Matrix metalloproteinase (matrix metalloproteinases, MMPs) are a large catalytically active metals depend on the zinc ion proteolytic enzyme. Under physiological conditions, MMPs are present by the form of zymogen. However, if there are specific external stimulus such as growth factors and cytokines in vivo, the overexpression of MMPs will occurs. The excessive activation of MMPs then will cause the degradation of the extracellular matrix (extracellular matrix, ECM) due to the degradation of the basement membrane by MMPs, and proliferation and malignant tumors also occur. Moreover, rheumatoid arthritis, angiogenesis, periodontal disease and a number of tumor diffusion transfer is closely related to the MMPs.Structure of physiological function and MMP-7is described. So far there are more than20kinds of the MMPs have been discovered, only the MMP-1, MMP-2and MMP-7is an effective target enzymes to research anti-cancer drugs. Wherein, MMP-7has been determined to be secreted by the tumor cells, which can induce tumor cells to be cancer cells. MMP-7is found in pancreatic cancer, lung cancer, colon cancer, prostate cancer, liver cancer and other cancers as over expression. Therefore, design and development of an effective inhibitor against MMP-7in the fight against the proliferation of cancer cells, proliferation and transfer of drugs has broad prospects.Based on the known inhibitors against MMP-7and three-dimensional structure of the binding mode of MMP-7, the paper designed two-isobutyl-3-hydroxy-butyrylcholinesterase-(S)-tert-leucine as backbond.
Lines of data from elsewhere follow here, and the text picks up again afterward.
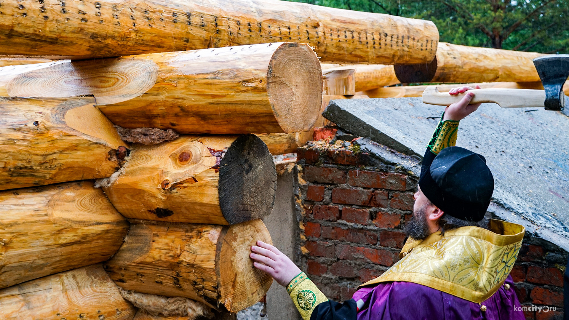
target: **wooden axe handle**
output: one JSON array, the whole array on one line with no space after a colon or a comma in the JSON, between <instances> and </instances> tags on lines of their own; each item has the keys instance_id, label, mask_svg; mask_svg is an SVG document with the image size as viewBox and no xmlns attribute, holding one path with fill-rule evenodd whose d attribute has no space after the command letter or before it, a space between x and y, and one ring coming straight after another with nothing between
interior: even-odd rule
<instances>
[{"instance_id":1,"label":"wooden axe handle","mask_svg":"<svg viewBox=\"0 0 569 320\"><path fill-rule=\"evenodd\" d=\"M471 104L494 102L502 108L544 106L545 91L531 89L474 89L468 92L474 93ZM423 103L437 105L450 105L462 99L466 92L451 96L448 92L439 92L433 85L423 92Z\"/></svg>"}]
</instances>

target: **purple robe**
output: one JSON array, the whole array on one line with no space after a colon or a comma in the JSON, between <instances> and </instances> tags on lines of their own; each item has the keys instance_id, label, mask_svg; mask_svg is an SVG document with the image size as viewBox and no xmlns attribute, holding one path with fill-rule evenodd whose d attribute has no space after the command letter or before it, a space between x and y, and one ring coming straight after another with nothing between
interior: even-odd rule
<instances>
[{"instance_id":1,"label":"purple robe","mask_svg":"<svg viewBox=\"0 0 569 320\"><path fill-rule=\"evenodd\" d=\"M478 303L407 282L382 282L364 288L356 292L353 298L364 302L357 320L525 319L512 276L508 276L504 283L510 285L510 289L502 285L481 302L486 307L485 311L480 310Z\"/></svg>"}]
</instances>

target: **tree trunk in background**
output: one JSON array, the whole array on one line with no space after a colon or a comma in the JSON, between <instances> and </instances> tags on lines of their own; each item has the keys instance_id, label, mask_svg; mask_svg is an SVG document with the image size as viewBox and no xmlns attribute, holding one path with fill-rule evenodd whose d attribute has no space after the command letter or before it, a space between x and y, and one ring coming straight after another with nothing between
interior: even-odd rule
<instances>
[{"instance_id":1,"label":"tree trunk in background","mask_svg":"<svg viewBox=\"0 0 569 320\"><path fill-rule=\"evenodd\" d=\"M257 240L272 243L260 220L230 227L130 221L124 244L104 263L125 290L218 302L237 312L261 300L273 282L249 257Z\"/></svg>"},{"instance_id":2,"label":"tree trunk in background","mask_svg":"<svg viewBox=\"0 0 569 320\"><path fill-rule=\"evenodd\" d=\"M324 61L393 64L432 60L439 41L431 21L275 0L23 0L2 11L4 55L113 57L288 41L315 47Z\"/></svg>"},{"instance_id":3,"label":"tree trunk in background","mask_svg":"<svg viewBox=\"0 0 569 320\"><path fill-rule=\"evenodd\" d=\"M0 68L0 94L93 95L123 128L178 133L308 131L321 103L311 48L278 43Z\"/></svg>"},{"instance_id":4,"label":"tree trunk in background","mask_svg":"<svg viewBox=\"0 0 569 320\"><path fill-rule=\"evenodd\" d=\"M5 320L131 320L135 313L100 264L0 290Z\"/></svg>"},{"instance_id":5,"label":"tree trunk in background","mask_svg":"<svg viewBox=\"0 0 569 320\"><path fill-rule=\"evenodd\" d=\"M113 174L128 146L94 100L0 98L0 190Z\"/></svg>"},{"instance_id":6,"label":"tree trunk in background","mask_svg":"<svg viewBox=\"0 0 569 320\"><path fill-rule=\"evenodd\" d=\"M129 223L90 181L0 192L0 288L108 260Z\"/></svg>"},{"instance_id":7,"label":"tree trunk in background","mask_svg":"<svg viewBox=\"0 0 569 320\"><path fill-rule=\"evenodd\" d=\"M119 175L99 183L127 218L227 225L270 214L277 172L254 135L187 136L137 145Z\"/></svg>"}]
</instances>

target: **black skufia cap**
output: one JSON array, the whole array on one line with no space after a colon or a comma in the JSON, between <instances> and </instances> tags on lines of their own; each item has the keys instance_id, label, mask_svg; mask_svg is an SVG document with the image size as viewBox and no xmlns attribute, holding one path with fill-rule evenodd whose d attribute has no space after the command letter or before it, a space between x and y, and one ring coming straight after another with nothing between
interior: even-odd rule
<instances>
[{"instance_id":1,"label":"black skufia cap","mask_svg":"<svg viewBox=\"0 0 569 320\"><path fill-rule=\"evenodd\" d=\"M423 194L445 213L480 221L494 192L494 177L481 154L460 147L444 148L419 180Z\"/></svg>"}]
</instances>

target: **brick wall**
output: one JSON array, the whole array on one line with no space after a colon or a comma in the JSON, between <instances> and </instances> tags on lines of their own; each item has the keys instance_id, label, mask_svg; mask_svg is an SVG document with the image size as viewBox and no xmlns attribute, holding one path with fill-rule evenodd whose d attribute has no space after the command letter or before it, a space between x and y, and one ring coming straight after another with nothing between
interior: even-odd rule
<instances>
[{"instance_id":1,"label":"brick wall","mask_svg":"<svg viewBox=\"0 0 569 320\"><path fill-rule=\"evenodd\" d=\"M298 150L297 263L326 296L351 298L358 285L398 260L418 177L335 137ZM512 272L527 319L560 319L567 253L527 235Z\"/></svg>"}]
</instances>

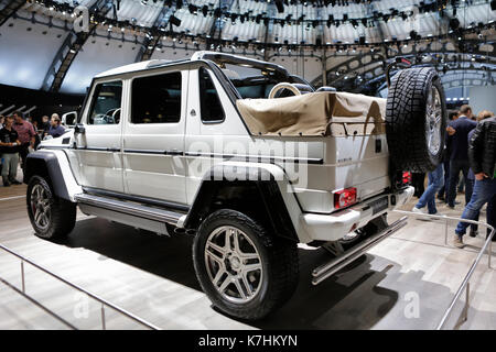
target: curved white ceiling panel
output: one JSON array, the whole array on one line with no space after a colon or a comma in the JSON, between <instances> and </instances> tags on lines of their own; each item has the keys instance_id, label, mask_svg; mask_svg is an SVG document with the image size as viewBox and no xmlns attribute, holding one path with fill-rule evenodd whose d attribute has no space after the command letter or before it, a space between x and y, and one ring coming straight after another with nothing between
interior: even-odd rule
<instances>
[{"instance_id":1,"label":"curved white ceiling panel","mask_svg":"<svg viewBox=\"0 0 496 352\"><path fill-rule=\"evenodd\" d=\"M8 21L0 28L0 84L40 89L66 36L55 28Z\"/></svg>"},{"instance_id":2,"label":"curved white ceiling panel","mask_svg":"<svg viewBox=\"0 0 496 352\"><path fill-rule=\"evenodd\" d=\"M139 48L140 44L90 36L71 65L61 91L85 92L96 74L134 63Z\"/></svg>"},{"instance_id":3,"label":"curved white ceiling panel","mask_svg":"<svg viewBox=\"0 0 496 352\"><path fill-rule=\"evenodd\" d=\"M121 0L120 9L117 11L119 21L136 19L138 25L152 26L157 16L163 8L163 1L143 4L140 0ZM107 18L112 18L114 11L107 13Z\"/></svg>"}]
</instances>

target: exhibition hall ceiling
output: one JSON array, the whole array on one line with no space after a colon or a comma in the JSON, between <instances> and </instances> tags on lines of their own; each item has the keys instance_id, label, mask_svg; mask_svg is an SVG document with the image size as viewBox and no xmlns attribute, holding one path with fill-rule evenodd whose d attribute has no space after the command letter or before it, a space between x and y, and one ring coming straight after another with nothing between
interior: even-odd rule
<instances>
[{"instance_id":1,"label":"exhibition hall ceiling","mask_svg":"<svg viewBox=\"0 0 496 352\"><path fill-rule=\"evenodd\" d=\"M462 85L467 78L488 85L496 61L495 6L488 0L1 0L0 84L83 94L99 72L211 50L274 62L309 81L331 80L347 90L376 78L384 84L382 62L396 55L434 65L446 77L462 75ZM351 57L357 64L339 67Z\"/></svg>"}]
</instances>

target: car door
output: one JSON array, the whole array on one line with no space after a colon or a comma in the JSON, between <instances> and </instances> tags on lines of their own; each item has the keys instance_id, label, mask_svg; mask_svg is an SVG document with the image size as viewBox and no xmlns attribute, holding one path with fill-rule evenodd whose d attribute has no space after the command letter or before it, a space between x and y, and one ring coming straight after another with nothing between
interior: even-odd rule
<instances>
[{"instance_id":1,"label":"car door","mask_svg":"<svg viewBox=\"0 0 496 352\"><path fill-rule=\"evenodd\" d=\"M72 163L82 186L122 193L122 80L97 81L83 112L84 133L76 135Z\"/></svg>"},{"instance_id":2,"label":"car door","mask_svg":"<svg viewBox=\"0 0 496 352\"><path fill-rule=\"evenodd\" d=\"M123 130L126 193L186 202L184 129L187 70L145 73L130 80Z\"/></svg>"}]
</instances>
Our group adopt a new type of zinc binding group, nitro group, to be the zinc binding group (zinc-binding group, ZBG) to synthesize a series of compounds.Towards target compound26A,26B,26C,26D the determination of inhibitory effect has been achieved.The result indicates that26A,26B,26C,26D show excellent inhibitory effect against MMP-7.The value of Ki is165.57nM,55.93nM,98.47nM,83.33nM respectablely, exhibiting relevant good result compared with the inhibitor against MMP-7in the literature.